Re: Cross-project NBD extension proposal: NBD_INFO_INIT_STATE

To: Eric Blake <eblake@redhat.com>, "nbd@other.debian.org" <nbd@other.debian.org>, QEMU <qemu-devel@nongnu.org>, "qemu-block@nongnu.org" <qemu-block@nongnu.org>, "libguestfs@redhat.com" <libguestfs@redhat.com>
Cc: "Richard W.M. Jones" <rjones@redhat.com>, Vladimir Sementsov-Ogievskiy <vsementsov@virtuozzo.com>, Alberto Garcia <berto@igalia.com>
Subject: Re: Cross-project NBD extension proposal: NBD_INFO_INIT_STATE
From: Max Reitz <mreitz@redhat.com>
Date: Wed, 19 Feb 2020 12:10:10 +0100
Message-id: <[🔎] 4cd75cc7-eff2-70f0-9d07-2dbb1165afeb@redhat.com>
In-reply-to: <[🔎] c47d277e-35f8-9837-1f1d-eab4bb6d5840@redhat.com>
References: <[🔎] a4394fde-f459-dcb5-1698-013e1e24c388@redhat.com> <[🔎] 1b3741aa-7841-9062-ecca-73c38e599e05@redhat.com> <[🔎] c47d277e-35f8-9837-1f1d-eab4bb6d5840@redhat.com>

On 18.02.20 21:55, Eric Blake wrote:
> On 2/17/20 9:13 AM, Max Reitz wrote:
>> Hi,
>>
>> It’s my understanding that without some is_zero infrastructure for QEMU,
>> it’s impossible to implement this flag in qemu’s NBD server.
> 
> You're right that we may need some more infrastructure before being able
> to decide when to report this bit in all cases.  But for raw files, that
> infrastructure already exists: does block_status at offset 0 and the
> entire image as length return status that the entire file is a hole.

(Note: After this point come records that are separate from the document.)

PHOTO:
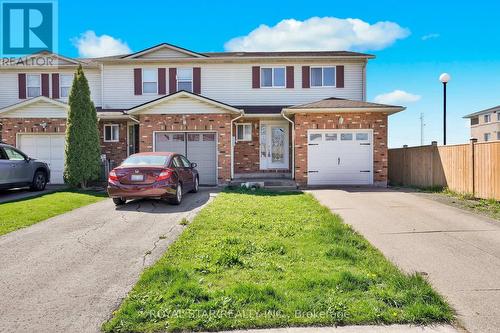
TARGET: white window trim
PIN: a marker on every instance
(61, 86)
(111, 125)
(322, 77)
(28, 86)
(272, 78)
(247, 139)
(177, 79)
(142, 78)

Hm, except that only works if the file is just completely unallocated.
Calling that existing infrastructure is a bit of a stretch, I think.

Or are you saying that bdrv_co_block_status(..., 0, bdrv_getlength(),
...) is our existing infrastructure?  Actually, why not.  Can we make
block drivers catch that special case?  (Or might the generic block code
somehow truncate such requests?)

> And
> for qcow2 files, it would not be that hard to teach a similar
> block_status request to report the entire image as a hole based on my
> proposed qcow2 autoclear bit tracking that the image still reads as zero.
> 
>>
>> At the same time, I still haven’t understood what we need the flag for.
>>
>> As far as I understood in our discussion on your qemu series, there is
>> no case where anyone would need to know whether an image is zero.  All
>> > practical cases involve someone having to ensure that some image is
>> zero.  Knowing whether an image is zero can help with that, but that can
>> be an implementation detail.
>>
>> For qcow2, the idea would be that there is some flag that remains true
>> as long as the image is guaranteed to be zero.  Then we’d have some
>> bdrv_make_zero function, and qcow2’s implementation would use this
>> information to gauge whether there’s something to do as all.
>>
>> For NBD, we cannot use this idea directly because to implement such a
>> flag (as you’re describing in this mail), we’d need separate is_zero
>> infrastructure, and that kind of makes the point of “drivers’
>> bdrv_make_zero() implementations do the right thing by themselves” moot.
> 
> We don't necessarily need a separate is_zero infrastructure if we can
> instead teach the existing block_status infrastructure to report that
> the entire image reads as zero.  You're right that clients that need to
> force an entire image to be zero won't need to directly call
> block_status (they can just call bdrv_make_zero, and let that worry
> about whether a block status call makes sense among its list of steps to
> try).  But since block_status can report all-zero status for some cases,
> it's not hard to use that for feeding the NBD bit.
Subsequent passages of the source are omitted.